A propos des contrats d’assurance vie en déshérence

C’est le 1er janvier 2016 que la loi Eckert n° 2014-617 du 13 juin 2014 relative aux comptes bancaires inactifs et aux contrats d’assurance vie en déshérence entre en vigueur. Son dispositif vise à renforcer les obligations pesant sur les sociétés d’assurance et établissements bancaires tenus de rechercher, au décès de leur client, les bénéficiaires des assurances vie qu’il a pu souscrire et de ses comptes bancaires. Ce volet législatif entend mettre un terme au scandale des contrats en déshérence et à la passivité des assureurs dans le traitement des dossiers (V. notamment J.-M. Levaux, audition devant les commissions des finances des assemblées parlementaires en tant que personnalité pressentie pour exercer les fonctions de vice-président de l’Autorité de contrôle prudentiel et de résolution de la Banque de France (ACPR), oct. 2013).
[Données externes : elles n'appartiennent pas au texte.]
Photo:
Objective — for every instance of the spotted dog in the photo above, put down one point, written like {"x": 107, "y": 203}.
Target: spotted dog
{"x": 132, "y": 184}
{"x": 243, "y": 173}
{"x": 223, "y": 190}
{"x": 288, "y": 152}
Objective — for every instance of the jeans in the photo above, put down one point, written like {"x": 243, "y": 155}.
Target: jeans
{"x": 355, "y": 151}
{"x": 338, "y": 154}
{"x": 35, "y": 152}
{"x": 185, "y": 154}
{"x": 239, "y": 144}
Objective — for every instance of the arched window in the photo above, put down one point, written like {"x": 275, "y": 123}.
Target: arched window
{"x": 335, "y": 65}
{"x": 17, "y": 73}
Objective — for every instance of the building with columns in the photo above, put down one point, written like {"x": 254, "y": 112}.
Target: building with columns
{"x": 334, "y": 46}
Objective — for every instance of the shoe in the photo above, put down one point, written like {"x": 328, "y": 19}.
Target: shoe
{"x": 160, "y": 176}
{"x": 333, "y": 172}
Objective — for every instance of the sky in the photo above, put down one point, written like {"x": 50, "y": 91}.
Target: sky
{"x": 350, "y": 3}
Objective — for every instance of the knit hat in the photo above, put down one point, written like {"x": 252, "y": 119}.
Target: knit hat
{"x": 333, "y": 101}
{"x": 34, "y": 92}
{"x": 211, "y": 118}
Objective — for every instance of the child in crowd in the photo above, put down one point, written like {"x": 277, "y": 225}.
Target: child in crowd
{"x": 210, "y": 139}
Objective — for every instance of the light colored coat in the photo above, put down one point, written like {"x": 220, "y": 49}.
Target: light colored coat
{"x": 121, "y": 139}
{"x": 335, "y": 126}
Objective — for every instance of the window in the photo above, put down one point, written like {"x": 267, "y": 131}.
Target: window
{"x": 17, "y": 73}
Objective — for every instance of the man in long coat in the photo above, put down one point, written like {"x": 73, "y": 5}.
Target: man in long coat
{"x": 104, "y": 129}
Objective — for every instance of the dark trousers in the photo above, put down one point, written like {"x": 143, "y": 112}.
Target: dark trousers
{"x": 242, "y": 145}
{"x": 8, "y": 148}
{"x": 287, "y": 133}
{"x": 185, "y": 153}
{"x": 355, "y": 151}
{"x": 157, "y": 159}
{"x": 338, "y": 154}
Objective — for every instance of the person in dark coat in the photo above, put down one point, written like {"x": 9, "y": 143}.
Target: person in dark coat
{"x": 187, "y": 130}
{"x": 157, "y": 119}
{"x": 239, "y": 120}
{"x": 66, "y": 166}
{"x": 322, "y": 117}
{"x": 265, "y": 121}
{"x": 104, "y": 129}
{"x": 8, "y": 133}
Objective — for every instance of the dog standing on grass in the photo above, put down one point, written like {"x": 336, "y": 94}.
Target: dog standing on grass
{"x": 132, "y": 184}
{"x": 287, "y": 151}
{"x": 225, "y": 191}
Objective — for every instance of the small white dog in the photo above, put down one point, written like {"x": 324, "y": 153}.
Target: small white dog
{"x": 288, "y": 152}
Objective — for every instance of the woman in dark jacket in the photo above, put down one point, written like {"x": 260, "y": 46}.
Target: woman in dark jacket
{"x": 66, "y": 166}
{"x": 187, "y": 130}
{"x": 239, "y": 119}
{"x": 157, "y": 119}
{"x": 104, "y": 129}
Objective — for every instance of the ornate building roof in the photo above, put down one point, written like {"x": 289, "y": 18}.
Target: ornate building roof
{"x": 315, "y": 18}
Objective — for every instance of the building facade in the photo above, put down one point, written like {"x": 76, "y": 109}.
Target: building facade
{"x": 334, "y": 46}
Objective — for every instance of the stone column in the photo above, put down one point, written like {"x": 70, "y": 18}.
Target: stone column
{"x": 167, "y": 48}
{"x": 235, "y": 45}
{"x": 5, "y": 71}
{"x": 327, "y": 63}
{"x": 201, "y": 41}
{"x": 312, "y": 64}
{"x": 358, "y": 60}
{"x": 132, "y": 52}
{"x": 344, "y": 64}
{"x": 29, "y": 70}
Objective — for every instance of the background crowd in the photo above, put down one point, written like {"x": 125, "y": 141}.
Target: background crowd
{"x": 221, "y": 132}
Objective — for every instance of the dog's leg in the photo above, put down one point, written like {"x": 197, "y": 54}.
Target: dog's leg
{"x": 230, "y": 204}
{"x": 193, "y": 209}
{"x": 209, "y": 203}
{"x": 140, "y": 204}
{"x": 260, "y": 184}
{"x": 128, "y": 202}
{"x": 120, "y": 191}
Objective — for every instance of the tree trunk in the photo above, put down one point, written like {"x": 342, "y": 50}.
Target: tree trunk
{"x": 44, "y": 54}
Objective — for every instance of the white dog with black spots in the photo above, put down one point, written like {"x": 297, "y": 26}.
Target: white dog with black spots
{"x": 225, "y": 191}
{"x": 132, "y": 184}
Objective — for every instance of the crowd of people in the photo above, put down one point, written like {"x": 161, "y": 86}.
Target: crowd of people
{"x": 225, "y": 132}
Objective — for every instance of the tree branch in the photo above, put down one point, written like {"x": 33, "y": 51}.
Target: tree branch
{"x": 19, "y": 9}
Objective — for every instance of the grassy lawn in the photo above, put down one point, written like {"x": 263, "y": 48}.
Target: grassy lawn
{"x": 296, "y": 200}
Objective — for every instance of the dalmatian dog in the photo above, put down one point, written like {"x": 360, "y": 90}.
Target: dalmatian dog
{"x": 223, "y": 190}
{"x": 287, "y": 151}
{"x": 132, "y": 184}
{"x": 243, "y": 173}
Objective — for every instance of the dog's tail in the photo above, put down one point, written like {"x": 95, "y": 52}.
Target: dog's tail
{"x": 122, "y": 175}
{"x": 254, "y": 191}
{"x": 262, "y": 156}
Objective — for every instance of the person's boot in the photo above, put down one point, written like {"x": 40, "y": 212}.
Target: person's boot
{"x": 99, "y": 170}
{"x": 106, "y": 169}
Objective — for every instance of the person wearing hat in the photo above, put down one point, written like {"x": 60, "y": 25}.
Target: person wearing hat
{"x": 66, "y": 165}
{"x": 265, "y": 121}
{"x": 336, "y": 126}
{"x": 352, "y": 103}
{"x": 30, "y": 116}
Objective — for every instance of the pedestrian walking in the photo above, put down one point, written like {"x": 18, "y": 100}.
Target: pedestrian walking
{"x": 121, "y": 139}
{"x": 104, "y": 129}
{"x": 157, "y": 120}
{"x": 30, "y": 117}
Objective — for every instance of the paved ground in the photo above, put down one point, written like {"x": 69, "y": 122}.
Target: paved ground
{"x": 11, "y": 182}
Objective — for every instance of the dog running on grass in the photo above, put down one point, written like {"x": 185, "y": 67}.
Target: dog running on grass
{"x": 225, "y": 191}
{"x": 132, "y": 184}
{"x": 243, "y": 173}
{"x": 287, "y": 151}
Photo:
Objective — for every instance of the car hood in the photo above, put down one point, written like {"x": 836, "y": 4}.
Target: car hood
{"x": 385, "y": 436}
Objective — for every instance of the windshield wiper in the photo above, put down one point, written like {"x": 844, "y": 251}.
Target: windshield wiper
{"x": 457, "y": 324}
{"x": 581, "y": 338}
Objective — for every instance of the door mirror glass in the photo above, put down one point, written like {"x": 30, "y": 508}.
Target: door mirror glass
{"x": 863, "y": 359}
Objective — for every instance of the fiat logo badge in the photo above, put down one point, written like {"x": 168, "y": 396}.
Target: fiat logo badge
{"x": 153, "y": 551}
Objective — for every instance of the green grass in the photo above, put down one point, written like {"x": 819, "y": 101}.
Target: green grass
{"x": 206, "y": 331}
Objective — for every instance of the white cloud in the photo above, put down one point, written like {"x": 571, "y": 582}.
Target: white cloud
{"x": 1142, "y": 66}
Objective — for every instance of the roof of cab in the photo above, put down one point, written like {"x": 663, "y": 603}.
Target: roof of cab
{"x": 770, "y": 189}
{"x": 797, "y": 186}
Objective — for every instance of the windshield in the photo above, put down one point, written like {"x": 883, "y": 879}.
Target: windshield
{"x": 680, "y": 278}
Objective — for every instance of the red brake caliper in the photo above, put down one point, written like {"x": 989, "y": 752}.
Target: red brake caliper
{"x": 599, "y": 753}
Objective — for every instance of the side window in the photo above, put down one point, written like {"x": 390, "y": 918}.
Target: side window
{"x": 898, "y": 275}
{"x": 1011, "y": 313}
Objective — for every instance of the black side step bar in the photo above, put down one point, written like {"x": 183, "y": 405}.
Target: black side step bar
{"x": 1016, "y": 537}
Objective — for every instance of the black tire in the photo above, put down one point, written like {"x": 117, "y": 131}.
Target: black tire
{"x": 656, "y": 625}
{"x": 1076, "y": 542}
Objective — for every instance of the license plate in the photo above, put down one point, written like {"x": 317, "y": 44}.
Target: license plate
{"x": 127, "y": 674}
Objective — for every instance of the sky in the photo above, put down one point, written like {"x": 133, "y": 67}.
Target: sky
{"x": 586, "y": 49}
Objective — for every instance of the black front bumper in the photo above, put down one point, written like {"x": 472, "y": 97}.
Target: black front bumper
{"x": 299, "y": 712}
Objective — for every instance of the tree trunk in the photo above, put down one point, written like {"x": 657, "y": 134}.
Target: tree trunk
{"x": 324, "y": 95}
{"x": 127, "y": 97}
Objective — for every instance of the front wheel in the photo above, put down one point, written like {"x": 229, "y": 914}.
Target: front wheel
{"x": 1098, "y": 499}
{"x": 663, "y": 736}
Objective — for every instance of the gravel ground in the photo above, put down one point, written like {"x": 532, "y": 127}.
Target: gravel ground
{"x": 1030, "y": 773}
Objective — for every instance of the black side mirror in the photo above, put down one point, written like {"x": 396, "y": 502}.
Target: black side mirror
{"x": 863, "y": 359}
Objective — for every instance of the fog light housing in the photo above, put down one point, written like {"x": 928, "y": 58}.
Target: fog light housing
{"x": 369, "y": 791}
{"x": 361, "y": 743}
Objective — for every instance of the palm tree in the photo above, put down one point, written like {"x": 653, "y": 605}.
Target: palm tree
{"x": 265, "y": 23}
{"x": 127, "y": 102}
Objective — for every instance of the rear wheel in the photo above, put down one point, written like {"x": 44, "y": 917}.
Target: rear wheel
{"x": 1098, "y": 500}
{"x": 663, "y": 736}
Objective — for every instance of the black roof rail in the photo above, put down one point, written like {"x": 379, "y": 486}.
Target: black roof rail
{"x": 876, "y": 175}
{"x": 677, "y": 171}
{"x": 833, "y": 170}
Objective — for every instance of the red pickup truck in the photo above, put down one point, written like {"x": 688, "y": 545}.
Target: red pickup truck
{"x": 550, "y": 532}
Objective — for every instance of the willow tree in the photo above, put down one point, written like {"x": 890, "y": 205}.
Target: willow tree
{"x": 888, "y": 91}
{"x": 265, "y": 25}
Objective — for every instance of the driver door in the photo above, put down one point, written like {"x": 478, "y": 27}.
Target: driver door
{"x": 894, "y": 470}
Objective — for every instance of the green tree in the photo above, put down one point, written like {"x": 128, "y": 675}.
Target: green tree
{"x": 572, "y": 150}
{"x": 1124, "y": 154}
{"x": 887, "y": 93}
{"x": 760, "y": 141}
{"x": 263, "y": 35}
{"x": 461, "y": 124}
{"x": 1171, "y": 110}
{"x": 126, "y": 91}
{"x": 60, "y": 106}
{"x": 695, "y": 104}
Plusieurs dispositifs avaient pourtant déjà été mis en œuvre. C’est d’abord la loi du 15 décembre 2005 (C. assur., art. L. 132-9-2) qui a instauré un dispositif permettant au bénéficiaire potentiel d’un contrat d’assurance vie de s’adresser à un guichet unique (Agira 1 – Demande adressée à l’association Agira, chargée de la transmettre sous quinze jours à tous les assureurs. Lorsqu’un contrat existe, l’assureur est tenu d’en informer le bénéficiaire potentiel sous un mois). Dans ce cadre, 38 500 consultations ont été réalisés en 2012 (dont 45 % à la demande de notaires), 13 % seulement ont permis d’identifier des contrats pour lesquels le décès de l’assuré n’était pas connu de l’assureur pour un encours de 129 M€ (C. comptes, Les avoirs bancaires et les contrats d’assurance vie en déshérence, p. 96 s.).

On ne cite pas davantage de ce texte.